Les neutrinos jouent un rôle clé en en physique des particules et en cosmologie. Mis à part les photons, le quanta fondamental de la lumière, les neutrinos sont les particules élémentaires les plus abondantes de l'univers. Pour chaque électron, proton, et neutron de l’Univers, il y a 1 000 000 000 de neutrinos et ces particules si légères et aux interactions si rares, influencent malgré tout l’évolution de l’Univers primordial. A l’échelle des particules élémentaires, leur très faible masse, de l’ordre du milli-eV (10-3eV), un milliard de fois plus petit que les MeV (106eV) des autres particules élémentaires, sous-entend peut-être l’existence d’une nouvelle physique au-delà du modèle standard de la physique des particules. Trouver la fenêtre vers la nouvelle physique de l’infiniment petit au-delà du modèle standard actuel, et apporter une pièce puzzle sur la formation primordiale de notre Univers sont les enjeux excitants de la mesure de la masse des neutrinos.

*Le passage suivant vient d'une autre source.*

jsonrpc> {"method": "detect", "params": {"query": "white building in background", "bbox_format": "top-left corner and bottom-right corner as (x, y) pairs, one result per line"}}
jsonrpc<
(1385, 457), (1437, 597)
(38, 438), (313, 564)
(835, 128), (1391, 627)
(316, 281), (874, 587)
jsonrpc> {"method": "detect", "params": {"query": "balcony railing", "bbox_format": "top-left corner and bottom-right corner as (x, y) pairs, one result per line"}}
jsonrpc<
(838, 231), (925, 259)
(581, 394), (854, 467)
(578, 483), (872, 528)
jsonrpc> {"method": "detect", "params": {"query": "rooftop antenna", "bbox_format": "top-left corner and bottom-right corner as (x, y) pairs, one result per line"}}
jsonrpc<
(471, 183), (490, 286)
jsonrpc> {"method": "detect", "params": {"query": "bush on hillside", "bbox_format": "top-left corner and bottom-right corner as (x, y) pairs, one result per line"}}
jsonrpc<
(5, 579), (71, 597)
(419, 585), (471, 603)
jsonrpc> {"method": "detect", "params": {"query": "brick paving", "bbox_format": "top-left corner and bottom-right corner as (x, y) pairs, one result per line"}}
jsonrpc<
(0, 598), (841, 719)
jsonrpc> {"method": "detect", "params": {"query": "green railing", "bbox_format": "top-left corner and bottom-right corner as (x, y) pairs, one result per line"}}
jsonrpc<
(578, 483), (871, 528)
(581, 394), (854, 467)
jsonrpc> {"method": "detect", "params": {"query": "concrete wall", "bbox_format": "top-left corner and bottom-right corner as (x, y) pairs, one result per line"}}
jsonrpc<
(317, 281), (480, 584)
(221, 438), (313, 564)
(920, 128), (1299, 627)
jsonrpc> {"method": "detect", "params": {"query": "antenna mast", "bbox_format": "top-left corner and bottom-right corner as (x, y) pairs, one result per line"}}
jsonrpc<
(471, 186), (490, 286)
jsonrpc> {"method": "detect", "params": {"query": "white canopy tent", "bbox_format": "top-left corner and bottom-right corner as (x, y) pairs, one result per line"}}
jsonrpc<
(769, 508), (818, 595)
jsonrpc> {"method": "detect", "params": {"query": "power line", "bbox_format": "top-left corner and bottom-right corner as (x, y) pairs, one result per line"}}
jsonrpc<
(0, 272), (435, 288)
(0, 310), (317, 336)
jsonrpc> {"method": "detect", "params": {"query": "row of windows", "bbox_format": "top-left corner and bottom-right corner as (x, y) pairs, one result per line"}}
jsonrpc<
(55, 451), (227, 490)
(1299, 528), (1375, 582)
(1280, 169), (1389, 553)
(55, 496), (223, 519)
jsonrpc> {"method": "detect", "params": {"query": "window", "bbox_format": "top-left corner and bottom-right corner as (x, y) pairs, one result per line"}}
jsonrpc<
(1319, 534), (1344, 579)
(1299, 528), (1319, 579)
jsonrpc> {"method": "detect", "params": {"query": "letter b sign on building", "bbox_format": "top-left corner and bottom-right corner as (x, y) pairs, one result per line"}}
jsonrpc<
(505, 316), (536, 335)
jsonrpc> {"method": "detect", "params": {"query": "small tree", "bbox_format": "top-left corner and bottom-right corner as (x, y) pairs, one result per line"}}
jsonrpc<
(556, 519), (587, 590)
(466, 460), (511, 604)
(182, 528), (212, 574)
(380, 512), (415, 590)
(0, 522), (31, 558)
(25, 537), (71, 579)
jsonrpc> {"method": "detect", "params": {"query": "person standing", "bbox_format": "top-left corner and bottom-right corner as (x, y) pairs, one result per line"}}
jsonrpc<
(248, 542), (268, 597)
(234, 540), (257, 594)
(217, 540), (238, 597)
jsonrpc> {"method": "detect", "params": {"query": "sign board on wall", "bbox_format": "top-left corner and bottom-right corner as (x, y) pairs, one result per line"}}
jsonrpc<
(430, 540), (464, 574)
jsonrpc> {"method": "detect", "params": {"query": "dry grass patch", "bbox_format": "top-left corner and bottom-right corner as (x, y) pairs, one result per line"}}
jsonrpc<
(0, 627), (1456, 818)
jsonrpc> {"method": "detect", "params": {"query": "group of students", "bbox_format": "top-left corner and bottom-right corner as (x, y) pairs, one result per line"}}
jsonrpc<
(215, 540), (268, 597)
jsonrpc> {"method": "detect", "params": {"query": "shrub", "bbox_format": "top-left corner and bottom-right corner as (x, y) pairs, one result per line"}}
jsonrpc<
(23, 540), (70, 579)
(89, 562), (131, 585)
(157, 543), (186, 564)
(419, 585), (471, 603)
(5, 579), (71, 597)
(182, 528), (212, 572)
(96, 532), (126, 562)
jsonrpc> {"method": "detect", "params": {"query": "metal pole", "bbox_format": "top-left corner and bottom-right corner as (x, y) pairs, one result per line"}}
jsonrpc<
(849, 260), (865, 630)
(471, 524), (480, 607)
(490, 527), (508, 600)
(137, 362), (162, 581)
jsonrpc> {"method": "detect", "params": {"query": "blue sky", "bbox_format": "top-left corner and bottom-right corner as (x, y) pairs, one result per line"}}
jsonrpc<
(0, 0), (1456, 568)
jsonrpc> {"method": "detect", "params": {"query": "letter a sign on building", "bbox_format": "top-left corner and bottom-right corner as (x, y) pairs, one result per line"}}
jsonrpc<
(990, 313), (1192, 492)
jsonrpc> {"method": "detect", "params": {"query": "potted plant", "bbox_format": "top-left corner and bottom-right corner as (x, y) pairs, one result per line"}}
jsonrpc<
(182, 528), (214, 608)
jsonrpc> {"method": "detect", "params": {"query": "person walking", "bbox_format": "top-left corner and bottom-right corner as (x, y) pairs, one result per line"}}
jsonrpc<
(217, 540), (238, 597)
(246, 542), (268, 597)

La forme du bout du spectre en énergie des électrons émis lors de chacune des désintégrations beta est sensible à la masse du neutrino.
La mesure de KATRIN utilise un principe fondamental connu depuis fort longtemps : dans le processus de désintégration beta, l'électron et le neutrino se partagent statistiquement l'énergie disponible (18,6 keV pour le tritium). Dans des cas extrêmement rares, l'électron obtient effectivement toute l'énergie de désintégration tandis que le neutrino n'acquiert que quantité minimale correspondant à sa masse au repos. La forme du spectre des électrons autour de 18.6 keV dépend donc de la masse du neutrino.
La difficulté expérimentale vient de la statistique car seule une désintégration du tritium sur un milliard est intéressante pour mesurer la masse du neutrino. Afin d’accumuler un nombre d'événements et donc une statistique conséquente, l’expérience KATRIN utilise la source de Tritium la plus intense à disposition de la communauté scientifique. « La désintégration beta du tritium ainsi que la réponse de l’ensemble de l’instrument doivent être modélisés avec une précision inférieure au pourcent“ explique Thierry Lasserre physicien au département de physique des particules de l'Irfu. « Avec KATRIN la mesure directe de la masse des neutrinos est entré dans le domaine de la physique de haute précision ».
Au printemps 2019, l'équipe de 150 personnes a réalisé sa première campagne de mesure. À cette fin, un gaz de tritium moléculaire a circulé pendant quatre semaines engendrant 25 milliards d'électrons par seconde dans la source. Pour cette analyse les équipes de KATRIN ont recherché l’empreinte d’un neutrino massif à partir d’un spectre regroupant plus de 2 millions d'électrons, triés sur le volet grâce au gigantesque spectromètre électrostatique adjacent à la source.
Comme à l'accoutumée dans les expériences de précision contemporaines, des informations vitales nécessaires pour finaliser l'analyse étaient volontairement dissimulées jusqu’au dernier moment. Pour coordonner leurs dernières étapes, le groupe d’analyse, coordonné par Thierry Lasserre (CEA-Irfu), s’est réuni cet été pour un atelier d'une semaine au KIT. "Vers la fin de la soirée du 18 juillet, le traitement des incertitudes systématiques fut verrouillé : les dernières informations nécessaires à l'analyse finale de l'ensemble des données pouvaient enfin être dévoilées ! Après les dernières heures de calcul, l’analyse n’a pas mené à la mesure d’une masse significative du neutrino."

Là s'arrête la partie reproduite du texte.